The final step is to try and identify the reason why the questions that have been identified above are in conflict with the weight targets. There is no general solution, and the problem can be tricky to identify. Some trial-and-error is required. One approach is to:
- Create a cross-tab between each pair of questions identified above, and show the n in the Statistics - Cells.
- Examine the sample sizes in the tables and try to identify those which are particularly small (e.g. n = 1 or n = 2) as these are most likely to present problems.

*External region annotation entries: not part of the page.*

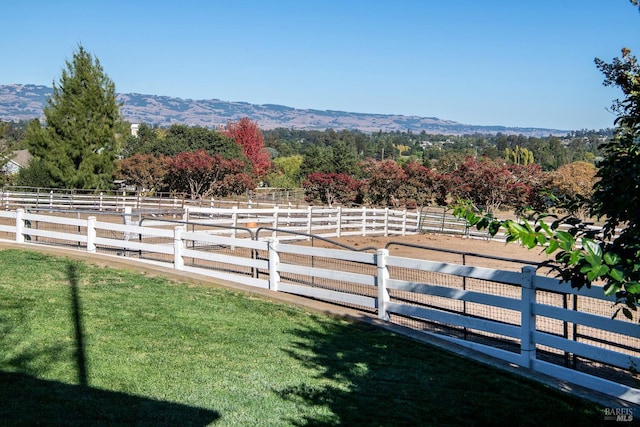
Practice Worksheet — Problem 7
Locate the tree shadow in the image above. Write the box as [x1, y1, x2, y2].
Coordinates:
[0, 372, 220, 426]
[0, 261, 220, 426]
[274, 322, 602, 427]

- Create your weight again.
- In the Edit weight window, merge the category with the small sample size with another category, enter a target for the combined category and then check the Diagnostics Report. If the same error still occurs then a different combination of categories is required, and the process should be repeated. The choice of category to merge will depend both on what makes the most sense from the point of view, and which combination of categories solves the issue.
The following example illustrates a mis-match of weight sets which is particularly extreme. Here, a weight is constructed from three weight sets, one for each of Age, Gender, and Income. The weight generates the error message shown above.
The first step is to try to determine which questions are at fault by creating the weight with each of the weight sets left out. Doing this, we find that leaving Gender out of the weight set still results in the same error, but removing either Age or Income does not. From this we can conclude that Age and Income are in conflict with one another.
The next step is to inspect Age and Income to determine where the fault lies. Creating a cross-tab and showing Statistics - Cells > n shows us that there is a single respondent who is in the 50 or more age bracket and $45,001 to $60,000 income bracket. This is the source of the contradiction in the targets.
The targets for age predicts that this person should account for 20% of the weighted sample, whereas the targets for income predict that this person should account for 30% of the weighted sample. Since these two conditions cannot be true at the same time, there is no way to calculate a weight for these targets. The solution is to merge one of the trouble categories with another, so that this respondent is no longer the sole occupant of two categories with different targets. In this case it might be appropriate to merge $45,001 to $60,000 with Less than $40,000, or merge 50 or more with 35 to 49. Both of these options will allow the weight to be computed.